Aşı konusunda ilk iyi haber, Türkiye kökenli bir çift olan Uğur Şahin ve Özlem Türeci’nin kurduğu şirketten, Almanya’daki BioNTech’ten geldi. Bu şirletin geliştirdiği ve Pfizer’la ortak üretip pazarlayacağı aşının yüzde 95 güvenilir olduğu ortaya çıktı. Aşı denemelerinde ruhsat öncesi son aşama olan Faz3 denemelerinde elde edilen bu başarı sonrası Pfizer Amerika’da ilaç otoritesi FDA’ye aşının “acil kullanım”ı için izin başvurusunda bulundu.
Ardından ikinci iyi haber ABD’li Moderna adlı şirketten geldi. Onlar da Faz3’ü tamamlamışlardı ve aşıları yüzde 94.5 güvenliydi. Üçüncü iyi haber, Oxford Üniversitesi’nin geliştirdiği, AstraZeneca ile ortak üretilecek aşıdan geldi. O da Faz3’ü başarıyla tamamladığını söylüyordu. Ancak bu son ikisi henüz “acil kullanım” ruhsatı almak konusunda başvuruyu yapmadı.
Arkada halen Faz3 denemeleri devam eden çok sayıda aşı var. Önümüzdeki haftalarda bunlardan da iyi haberler gelecek büyük olasılıkla.
Bugün Dünya gazetesi bir derleme yapmış, korona aşıları konusunda uluslararası bir bilgi paylaşım platformu olan GAVI’deki bilgilere göre dünya çapında 9.6 milyar dozluk aşı siparişi şimdiden verilmiş durumda. Bunlardan 6.8 milyar dozu kesin rezervasyon, yani anlaşması da yapılmış, hatta parası kısmen de olsa ödenmiş şeyler. Bu listede Türkiye’nin adı gözükmüyor. Yani Türkiye henüz herhangi bir aşı için ne anlaşma yapmış ne de rezervasyon yapmış durumda.
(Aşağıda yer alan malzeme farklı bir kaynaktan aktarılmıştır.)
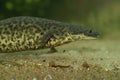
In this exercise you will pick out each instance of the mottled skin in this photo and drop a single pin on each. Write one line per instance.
(25, 33)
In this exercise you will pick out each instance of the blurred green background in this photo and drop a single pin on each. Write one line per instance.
(103, 15)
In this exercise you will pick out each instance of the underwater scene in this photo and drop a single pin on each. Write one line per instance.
(59, 40)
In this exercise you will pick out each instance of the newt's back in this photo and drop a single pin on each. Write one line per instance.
(23, 33)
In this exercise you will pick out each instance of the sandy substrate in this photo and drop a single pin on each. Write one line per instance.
(80, 60)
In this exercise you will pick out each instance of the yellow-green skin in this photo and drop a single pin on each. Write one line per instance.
(25, 33)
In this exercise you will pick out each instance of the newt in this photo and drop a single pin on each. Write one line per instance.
(31, 33)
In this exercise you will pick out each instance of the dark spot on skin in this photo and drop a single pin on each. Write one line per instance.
(3, 45)
(10, 44)
(90, 31)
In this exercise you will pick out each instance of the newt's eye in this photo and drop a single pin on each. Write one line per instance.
(90, 31)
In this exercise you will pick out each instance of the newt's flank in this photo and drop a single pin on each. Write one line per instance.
(25, 33)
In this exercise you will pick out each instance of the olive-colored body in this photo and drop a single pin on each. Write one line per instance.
(24, 33)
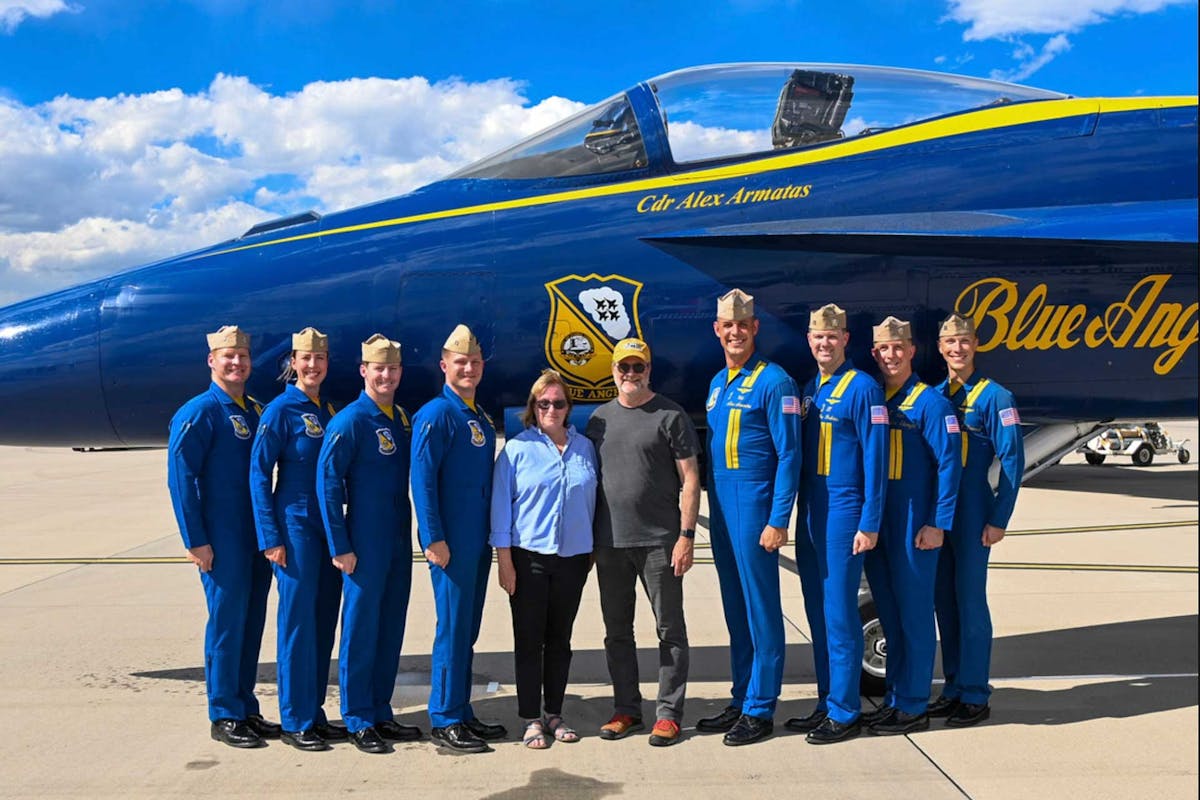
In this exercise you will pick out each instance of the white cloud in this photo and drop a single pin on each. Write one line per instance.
(93, 185)
(1011, 19)
(15, 12)
(1003, 18)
Türkiye, Sağlık Bakanı Fahrettin Koca’nın bölük pörçük verdiği bilgilere göre üç ayrı firmayla aşı müzakereleri yürütüyor. Bunların başında Pfizer ve BioNTech geliyor. Eğer müzakereler başarılı olursa, bu aşıdan 1 milyon doz yıl başından önce Türkiye’ye teslim edilecek. Bu da 500 bin kişinin aşılanması demek. Bakan Koca’nın verdiği bilgiye göre Nisan ayına kadar da 25 milyon doz daha gelecek; yani 12.5 milyon kişi daha aşılanacak Pfizer-BioNTech aşısıyla.
Bakan Fahrettin Koca, henüz Faz3 denemeleri Türkiye dahil bazı ülkelerde devam eden Çinli SinoVac adlı firmayla da müzakere yürütüldüğünü, bir şirketten ilk etapta 10 milyon doz, daha sonra da 40 milyon doz daha aşı alınacağını, bu aşının ücretsiz uygulanacağını söyledi. Ancak başta da söyledik, henüz bu aşının Faz3’ü başarıyla tamamlayıp tamamlamadığı belli değil.
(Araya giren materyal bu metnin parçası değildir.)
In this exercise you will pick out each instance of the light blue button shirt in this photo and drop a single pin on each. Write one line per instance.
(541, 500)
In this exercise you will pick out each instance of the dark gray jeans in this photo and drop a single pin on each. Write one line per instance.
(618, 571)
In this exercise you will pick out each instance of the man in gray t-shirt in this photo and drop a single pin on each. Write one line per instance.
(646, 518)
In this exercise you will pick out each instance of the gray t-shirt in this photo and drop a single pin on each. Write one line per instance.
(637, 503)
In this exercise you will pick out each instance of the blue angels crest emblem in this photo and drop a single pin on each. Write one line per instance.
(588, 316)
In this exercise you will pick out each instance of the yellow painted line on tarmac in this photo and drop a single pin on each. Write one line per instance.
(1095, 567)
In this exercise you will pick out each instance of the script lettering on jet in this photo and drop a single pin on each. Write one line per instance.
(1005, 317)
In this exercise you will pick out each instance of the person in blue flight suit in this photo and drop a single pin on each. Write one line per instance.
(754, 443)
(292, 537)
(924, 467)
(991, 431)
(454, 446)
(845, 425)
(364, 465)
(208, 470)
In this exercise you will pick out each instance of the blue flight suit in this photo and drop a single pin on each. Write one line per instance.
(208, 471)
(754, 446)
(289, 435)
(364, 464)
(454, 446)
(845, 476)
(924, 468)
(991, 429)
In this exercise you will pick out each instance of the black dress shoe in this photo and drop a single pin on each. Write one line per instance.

Üçüncü firma ise Rus Sputnik V firması. Bu firmanın denemelerinin ne aşamada olduğunu kimse bilmiyor; uluslararası bilim basınıyla paylaşılan bir araştırma yok ama Ruslar aşıya ruhsat verdi ve Rusya’da bu aşı uygulanıyor. Aşının güvenirliği bir büyük bilinmeyen.
Kısacası dünya çapında yaşanan bir aşı yarışı var ama bu yarışta Türkiye’nin ne durumda ve ne aşamada olduğunu bazı demeçler dışında bilmiyoruz. Ama anlaşılan en büyük ümidimiz, henüz ruhsatı olmayan Çin aşısı.
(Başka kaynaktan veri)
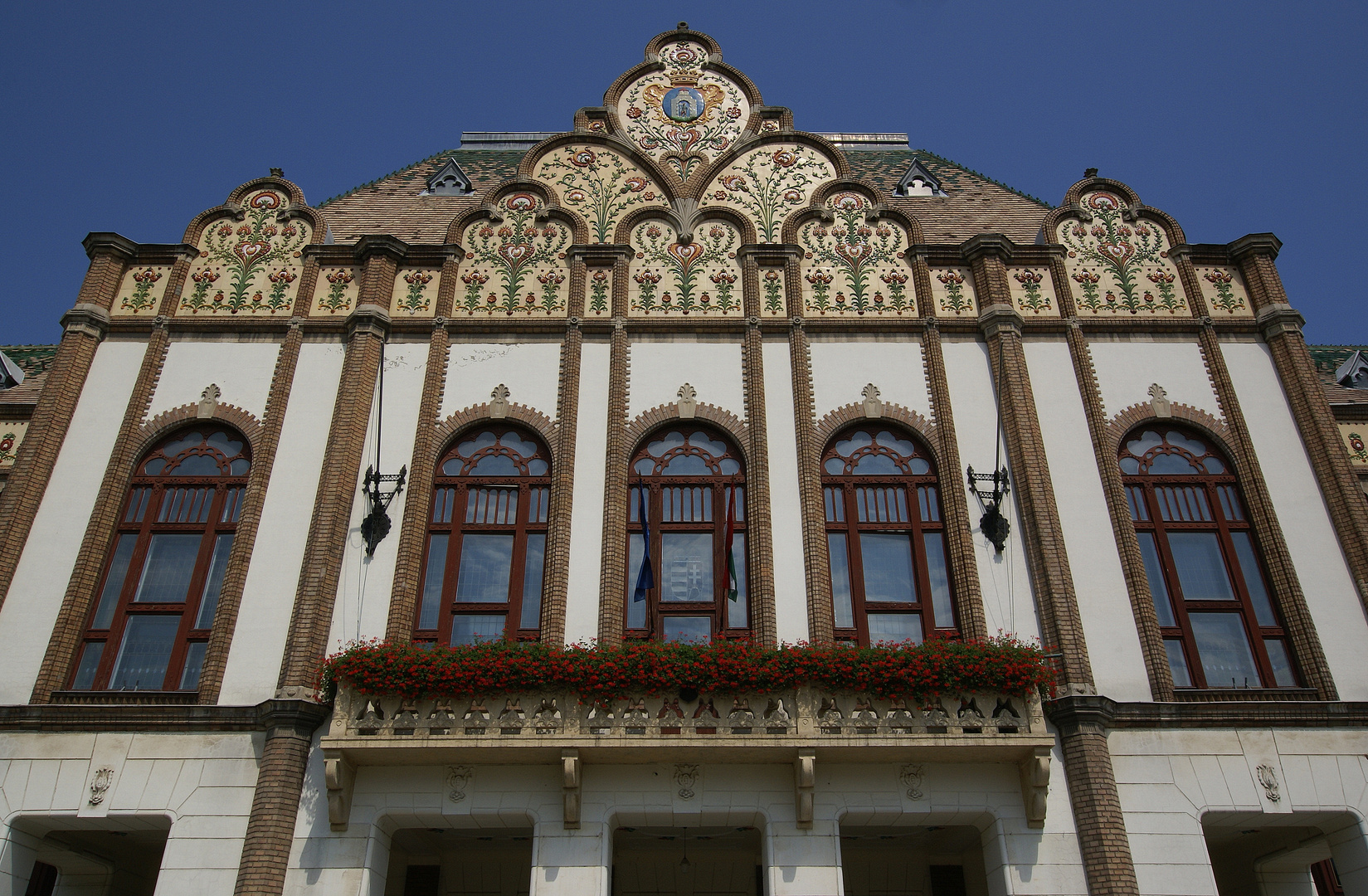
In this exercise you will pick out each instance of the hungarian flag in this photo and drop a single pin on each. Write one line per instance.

Türkiye’nin aşı seçiminde ister istemez aşı fiyatları da önemli bir rol oynuyor. Örneğin Pfizer-BioNTech aşısını ABD bir dozu 19 dolardan alıyor ve 100 milyon doz sipariş verildi bile. Avrupa Birliği aynı aşıdan 300 milyon doz sipariş etti, her bir dozu 18.5 Euro’dan. TL’ye vurunca 150 liradan fazla. Devlet o yüzden bu aşıya bel bağlamak istemiyor, aşı maliyetinin çok fazla olacağını düşünüyor. Bu aşı büyük olasılık eczanelerde parayla satılacak.